Her continued obsession with identity politics came as Democrats were dragging their feet on approving emergency payments to both individuals and businesses affected by the shutdown, already the proverbial day late and dollar short by that point.

This obvious hypocrisy has earned her criticism from some African-Americans, such as activist Candace Owens and Vernon Jones, a Georgia state representative who just left the Democratic party.

Many conservatives have also criticized AOC for pretending to know anything about anything, having previously only worked as a bartender. That, however, was at least an honest job – unlike what she is doing now. Nor is it entirely fair to single the freshman congresswoman out for criticism. She may pretend to be the moral leader of the Democratic Party, but there are plenty of seasoned, dynastic Democrats who say and do the same things.

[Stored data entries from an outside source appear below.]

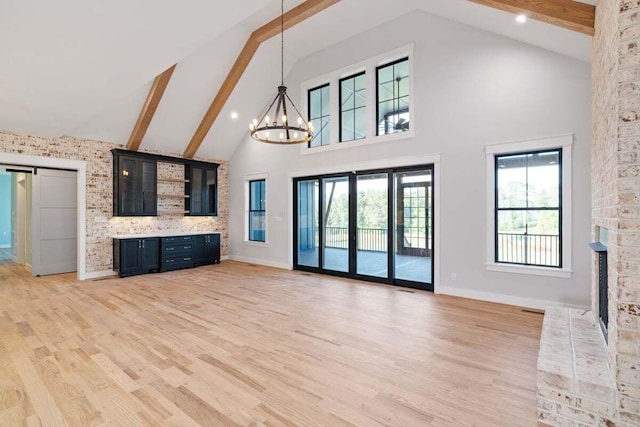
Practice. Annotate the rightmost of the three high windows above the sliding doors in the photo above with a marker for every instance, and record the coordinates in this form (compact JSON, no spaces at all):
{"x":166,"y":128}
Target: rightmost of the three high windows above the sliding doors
{"x":392,"y":84}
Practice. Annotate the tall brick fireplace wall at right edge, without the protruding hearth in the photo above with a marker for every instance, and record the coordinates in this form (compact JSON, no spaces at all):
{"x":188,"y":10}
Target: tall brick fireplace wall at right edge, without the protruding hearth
{"x":616,"y":187}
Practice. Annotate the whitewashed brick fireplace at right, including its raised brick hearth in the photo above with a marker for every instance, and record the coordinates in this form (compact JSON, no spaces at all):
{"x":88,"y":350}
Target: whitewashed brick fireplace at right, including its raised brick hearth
{"x":582,"y":380}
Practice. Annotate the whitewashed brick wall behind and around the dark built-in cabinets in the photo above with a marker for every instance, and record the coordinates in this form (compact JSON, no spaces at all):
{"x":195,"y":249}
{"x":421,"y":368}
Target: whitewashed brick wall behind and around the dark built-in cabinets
{"x":99,"y":161}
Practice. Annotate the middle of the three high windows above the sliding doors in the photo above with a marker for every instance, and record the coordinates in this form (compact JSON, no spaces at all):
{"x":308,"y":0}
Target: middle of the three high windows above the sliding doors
{"x":353,"y":97}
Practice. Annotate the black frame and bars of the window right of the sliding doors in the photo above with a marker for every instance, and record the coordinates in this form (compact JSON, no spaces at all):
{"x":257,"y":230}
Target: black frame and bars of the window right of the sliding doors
{"x":498,"y":209}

House Speaker Nancy Pelosi (D-California), for instance, boasted about her well-stocked ice cream freezer on a comedy show even as she held up a bill to refill the depleted small business aid fund. Governor Andrew Cuomo had the gall to tell millions of New Yorkers forced into destitution that they have a responsibility to him to suffer in silence. 

Also on rt.com Cuomo tells protesters economic collapse from Covid-19 lockdown ‘NOT WORSE THAN DEATH’ – and that they have responsibility to HIM

California’s Gavin Newsom, Michigan’s Gretchen Whitmer, Harris County executive Lina Hidalgo in Texas – there is a long list of Democrat state and local officials who have embraced tyranny with uncomfortable zeal in these trying times.

So while AOC is out of touch and her identity politics are almost beyond parody, it is about as naive to focus the derision and scrutiny on the first-term congresswoman while others who should know better get away with filling up skate parks with sand, mandate masks, or ban hunting, fishing and gardening.

Let’s not forget that the original lockdown was supposed to last two weeks, and was put in place to prevent hospital ICUs from getting overwhelmed by coronavirus patients. That was achieved, even in hardest-hit New York City, though the jury is still out on whether it was the lockdown and “social distancing” that did it or something else.

Yet the tyranny of good intentions continues to insist everyone must stay locked up indefinitely anyway, because it’s just not “safe” out there. The goalposts keep shifting, just like the apocalyptic models. It’s enough to make one wonder whether “saving lives” has become an excuse for something else.